Assessing fluorescence detection and effective photothermal therapy of near-infrared polymer nanoparticles using alginate tissue phantoms.

OBJECTIVE

Photothermal therapy (PTT) uses light absorbing materials to generate heat for treatment of diseases, like cancer. The advantages of using PTT components that absorb in the near-infrared (NIR) include reduced tissue auto-fluorescence and higher penetration depths. However, NIR laser light can still be scattered and absorbed by biological tissues, thus decreasing the amount of the energy reaching the PTT agents. We have developed two distinct formulations of NIR-absorbing nanoparticles, one which can be utilized for PTT only, and another for both PTT and fluorescence imaging of colorectal cancer. In this work, the fluorescence detection limit and the PTT heating potential of the two nanoparticle types were determined using alginate tissue phantoms. The objective of this study was to determine the PTT efficiency and theranostic potential of the nanoparticles by irradiating 3D collagen tumor spheroids, containing nanoparticles and CT26 mouse colorectal cancer cells, through increasing tissue phantom thicknesses and then quantifying cell death. Materials and Methods Our lab has previously developed nanoparticles based on the semiconducting, conjugated polymer poly[4,4-bis(2-ethylhexyl)-cyclopenta[2,1-b;3,4-b']dithiophene-2,6-diyl-alt-2,1,3-benzoselenadiazole-4,7-diyl] (PCPDTBSe). We have also made a hybrid nanoparticle that heats and fluoresces by combining PCPDTBSe polymer with the fluorescent poly[(9,9-dihexylfluorene)-co-2,1,3-benzothiadiazole-co-4,7-di(thiophen-2-yl)-2,1,3-benzothiadiazole] (PFBTDBT10) polymer to yield nanoparticles termed Hybrid Donor-Acceptor Polymer Particles (H-DAPPs). H-DAPPs and PCPDTBSe nanoparticles were added to three-dimensional collagen gel tumor spheroids in order to represent nanoparticles in a tumor. Alginate tissue phantoms, comprised of an optical scattering agent (Intralipid) and an optical absorbing material (hemoglobin) in order to mirror biological tissue scattering effects, were used to simulate increasing tissue thickness between the nanoparticles and the PTT energy source.

RESULTS

Fluorescence from the H-DAPPs was detectable through 6 mm of tissue phantoms.
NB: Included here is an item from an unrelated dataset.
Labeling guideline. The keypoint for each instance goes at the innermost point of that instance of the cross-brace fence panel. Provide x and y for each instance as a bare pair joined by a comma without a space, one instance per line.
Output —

It was found that less than 10% of the laser energy could penetrate through 9 mm of tissue phantoms and only 60% of the laser energy passed through the 1.5 mm phantoms, regardless of laser power. PTT experiments, using 800 nm light at 2.2 W/cm for 60 s through tissue phantoms to stimulate nanoparticle-doped tumor spheroids, showed 55% cell death through 3 mm of tissue phantoms using H-DAPPs. Results from using the PCPDTBSe nanoparticles showed 72% cell death through 3 mm and over 50% cell death through 6 mm of tissue phantoms.

CONCLUSION

The results of this work validated the heating potential and fluorescence detection limitations of two theranostic polymer nanoparticles by utilizing alginate tissue phantoms and 3D tumor spheroids. H-DAPPs and PCPDTBSe polymer nanoparticles can be utilized as effective PTT agents by exploiting their absorption of NIR light and H-DAPPs have advantageous fluorescence for imaging colorectal cancer. The data generated from this study design can allow for other NIR absorbing and fluorescing nanoparticle formulations to be evaluated prior to in vivo experimentation. Lasers Surg. Med. 50:1040-1049, 2018. © 2018 Wiley Periodicals, Inc.